Oh, and this: “They are used to defend our property and our families and our faith and our freedom, and they are absolutely essential to living the way God intended for us to live.” — California Rep. Tim Donnelly (R), talking about guns on The Bottom Line.

The mind boggles.

Jesus said,

 ‘You have heard that it was said, “An eye for an eye and a tooth for a tooth.” But I say to you, Do not resist an evildoer. But if anyone strikes you on the right cheek, turn the other also; and if anyone wants to sue you and take your coat, give your cloak as well; and if anyone forces you to go one mile, go also the second mile. Give to everyone who begs from you, and do not refuse anyone who wants to borrow from you.

‘You have heard that it was said, “You shall love your neighbour and hate your enemy.” But I say to you, Love your enemies and pray for those who persecute you, so that you may be children of your Father in heaven; for he makes his sun rise on the evil and on the good, and sends rain on the righteous and on the unrighteous. (Mt. 5:38-45).

Christians duking it out

There’s quite the dust-up going on over Sojourners Magazine’s decision not to run an ad from Believe Out Loud urging congregations to welcome gay families to worship.

Here’s the response from Episcopal Cafe. Here’s Susan Russell’s take 1 and take 2.

Religion Dispatches never misses an opportunity to comment on religious conflict (especially when it involves Evangelicals, even “progressive” ones).

whether Wallis actually represents a movement that could be described as the religious left is highly doubtful. First, Wallis himself has rejected the “religious left” label. Moreover, many who would consider themselves on the religious left reject Wallis as their leader.

I find all this rather amusing. Jim Wallis, to my knowledge, has never claimed to be a voice of progressive Christians or a leader of the Religious left. His roots are in conservative Evangelicalism and Sojourners has consistently opposed abortion, to take one example. Sojourners has distributed bumper stickers that shout: God is not a Democrat or a Republican.

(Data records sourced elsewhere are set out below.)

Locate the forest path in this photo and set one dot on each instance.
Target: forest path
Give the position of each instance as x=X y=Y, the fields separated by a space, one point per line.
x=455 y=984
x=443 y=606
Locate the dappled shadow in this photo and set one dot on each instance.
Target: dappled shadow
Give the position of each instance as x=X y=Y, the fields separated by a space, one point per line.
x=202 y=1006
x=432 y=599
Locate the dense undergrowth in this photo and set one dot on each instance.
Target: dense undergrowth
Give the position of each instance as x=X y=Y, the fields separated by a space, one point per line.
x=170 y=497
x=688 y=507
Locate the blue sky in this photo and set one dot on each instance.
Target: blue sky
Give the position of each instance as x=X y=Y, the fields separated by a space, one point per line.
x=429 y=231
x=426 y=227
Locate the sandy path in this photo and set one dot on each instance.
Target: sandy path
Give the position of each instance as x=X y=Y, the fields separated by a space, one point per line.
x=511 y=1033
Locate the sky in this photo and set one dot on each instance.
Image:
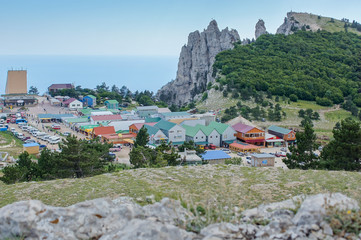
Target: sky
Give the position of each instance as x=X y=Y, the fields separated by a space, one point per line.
x=140 y=27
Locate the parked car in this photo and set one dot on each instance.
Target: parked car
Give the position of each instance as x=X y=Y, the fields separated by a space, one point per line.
x=56 y=127
x=115 y=149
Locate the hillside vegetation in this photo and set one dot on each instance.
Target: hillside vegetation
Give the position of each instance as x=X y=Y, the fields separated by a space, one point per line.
x=320 y=66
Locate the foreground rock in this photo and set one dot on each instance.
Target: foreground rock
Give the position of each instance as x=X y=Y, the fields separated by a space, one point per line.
x=298 y=218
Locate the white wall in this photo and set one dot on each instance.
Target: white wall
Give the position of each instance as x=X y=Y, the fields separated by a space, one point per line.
x=177 y=134
x=214 y=138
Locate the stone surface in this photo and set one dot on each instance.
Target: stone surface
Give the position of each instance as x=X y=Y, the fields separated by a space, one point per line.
x=121 y=218
x=260 y=28
x=195 y=63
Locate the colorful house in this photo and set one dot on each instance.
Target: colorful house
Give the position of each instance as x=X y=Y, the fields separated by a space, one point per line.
x=112 y=104
x=156 y=136
x=215 y=156
x=175 y=133
x=244 y=147
x=249 y=134
x=289 y=136
x=31 y=148
x=90 y=101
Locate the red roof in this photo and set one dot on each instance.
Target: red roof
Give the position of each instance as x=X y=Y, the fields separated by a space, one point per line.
x=243 y=146
x=242 y=128
x=103 y=130
x=70 y=100
x=140 y=125
x=106 y=117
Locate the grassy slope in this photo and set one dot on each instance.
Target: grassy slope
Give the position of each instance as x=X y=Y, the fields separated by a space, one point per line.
x=210 y=185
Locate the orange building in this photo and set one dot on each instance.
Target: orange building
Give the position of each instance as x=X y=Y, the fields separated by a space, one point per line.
x=249 y=134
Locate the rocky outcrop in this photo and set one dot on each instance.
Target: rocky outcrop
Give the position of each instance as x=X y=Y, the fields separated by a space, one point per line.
x=260 y=28
x=299 y=218
x=195 y=63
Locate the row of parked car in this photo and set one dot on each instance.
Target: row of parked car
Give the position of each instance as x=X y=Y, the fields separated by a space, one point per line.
x=35 y=133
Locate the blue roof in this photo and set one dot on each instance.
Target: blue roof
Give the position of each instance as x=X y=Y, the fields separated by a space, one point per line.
x=214 y=155
x=262 y=155
x=30 y=144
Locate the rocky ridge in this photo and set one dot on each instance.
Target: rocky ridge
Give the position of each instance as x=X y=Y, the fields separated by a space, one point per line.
x=302 y=217
x=195 y=63
x=260 y=28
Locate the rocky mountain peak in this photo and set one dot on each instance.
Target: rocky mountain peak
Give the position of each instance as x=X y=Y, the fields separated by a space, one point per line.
x=195 y=63
x=260 y=28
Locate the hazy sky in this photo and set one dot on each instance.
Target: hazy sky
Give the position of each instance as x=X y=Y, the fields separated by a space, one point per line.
x=140 y=27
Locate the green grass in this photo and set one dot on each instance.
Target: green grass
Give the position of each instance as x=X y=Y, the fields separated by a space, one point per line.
x=222 y=185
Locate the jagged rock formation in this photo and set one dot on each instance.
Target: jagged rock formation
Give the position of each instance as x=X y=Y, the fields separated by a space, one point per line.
x=195 y=63
x=260 y=28
x=123 y=219
x=290 y=25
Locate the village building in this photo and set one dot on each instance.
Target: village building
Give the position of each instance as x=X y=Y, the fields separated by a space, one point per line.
x=249 y=134
x=244 y=147
x=274 y=141
x=73 y=104
x=174 y=115
x=227 y=133
x=289 y=136
x=31 y=148
x=100 y=119
x=156 y=136
x=90 y=101
x=111 y=104
x=195 y=134
x=54 y=88
x=262 y=160
x=215 y=156
x=175 y=133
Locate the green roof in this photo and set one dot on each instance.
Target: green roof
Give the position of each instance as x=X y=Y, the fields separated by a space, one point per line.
x=172 y=114
x=279 y=129
x=89 y=126
x=220 y=127
x=91 y=96
x=191 y=131
x=165 y=125
x=151 y=130
x=111 y=101
x=157 y=119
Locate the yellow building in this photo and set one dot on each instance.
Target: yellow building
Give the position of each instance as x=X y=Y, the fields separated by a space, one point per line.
x=31 y=148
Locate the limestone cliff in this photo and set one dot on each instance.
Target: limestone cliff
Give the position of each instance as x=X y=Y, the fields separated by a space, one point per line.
x=260 y=28
x=195 y=63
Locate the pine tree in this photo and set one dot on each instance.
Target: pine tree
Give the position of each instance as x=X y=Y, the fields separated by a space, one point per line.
x=344 y=152
x=302 y=155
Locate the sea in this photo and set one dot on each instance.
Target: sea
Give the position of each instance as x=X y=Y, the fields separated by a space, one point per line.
x=135 y=72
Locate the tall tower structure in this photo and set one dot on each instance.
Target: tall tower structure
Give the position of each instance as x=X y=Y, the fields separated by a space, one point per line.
x=16 y=82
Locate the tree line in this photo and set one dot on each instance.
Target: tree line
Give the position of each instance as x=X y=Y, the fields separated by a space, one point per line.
x=341 y=153
x=315 y=66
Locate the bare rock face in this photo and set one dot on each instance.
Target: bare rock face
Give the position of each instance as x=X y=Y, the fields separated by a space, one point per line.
x=260 y=28
x=195 y=63
x=290 y=25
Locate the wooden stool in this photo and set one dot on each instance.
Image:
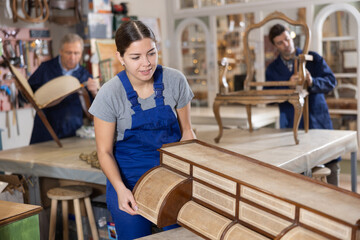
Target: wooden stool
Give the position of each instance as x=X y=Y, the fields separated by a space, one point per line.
x=320 y=173
x=71 y=193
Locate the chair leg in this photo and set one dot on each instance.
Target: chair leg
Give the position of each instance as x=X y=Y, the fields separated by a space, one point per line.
x=79 y=227
x=53 y=219
x=306 y=114
x=65 y=211
x=91 y=218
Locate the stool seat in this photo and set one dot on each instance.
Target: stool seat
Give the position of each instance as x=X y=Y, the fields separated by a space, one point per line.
x=75 y=193
x=69 y=192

Quite apart from the merits of the ad campaign and the importance of the inclusion of GLBT individuals and families into churches, it should not surprise anyone that Sojourners refused to run the ad. The issue of inclusion is as hot-button in more conservative denominations as it is in mainline ones, and we Episcopalians have reached no consensus on it. To see how it is playing out in one such denomination, check out

More importantly, I think it is important to admit that “progressive” Christians were quite willing to accept Jim Wallis as their spokesperson, because he high visibility and access to the halls of power and the media. They were happy to downplay significant theological differences and ethical/moral differences (a woman’s right to choose) and let Wallis speak for them because of his visibility. Wallis tries to make clear his reasoning here. Here’s another piece from Sojo, written by Tim King.

Such conflict provides media outlets with something more to write about. Controversy sells–witness the Rob Bell phenomenon. At the same time, the whole incident reminds me of the controversy a couple of weeks ago having to do with the law firm that was going to represent the House of Representatives defending DOMA in court. We have a tendency to want to damage, destroy, or silence those with whom we disagree. Whether or not one supports the Sojourners editorial decision, one ought to recognize their right to make it and hope that it is consistent with their editorial and theological positions. We should also hope and pray that in time their positions will evolve to what we believe are ones more in keeping with the Gospel and the Love of Christ.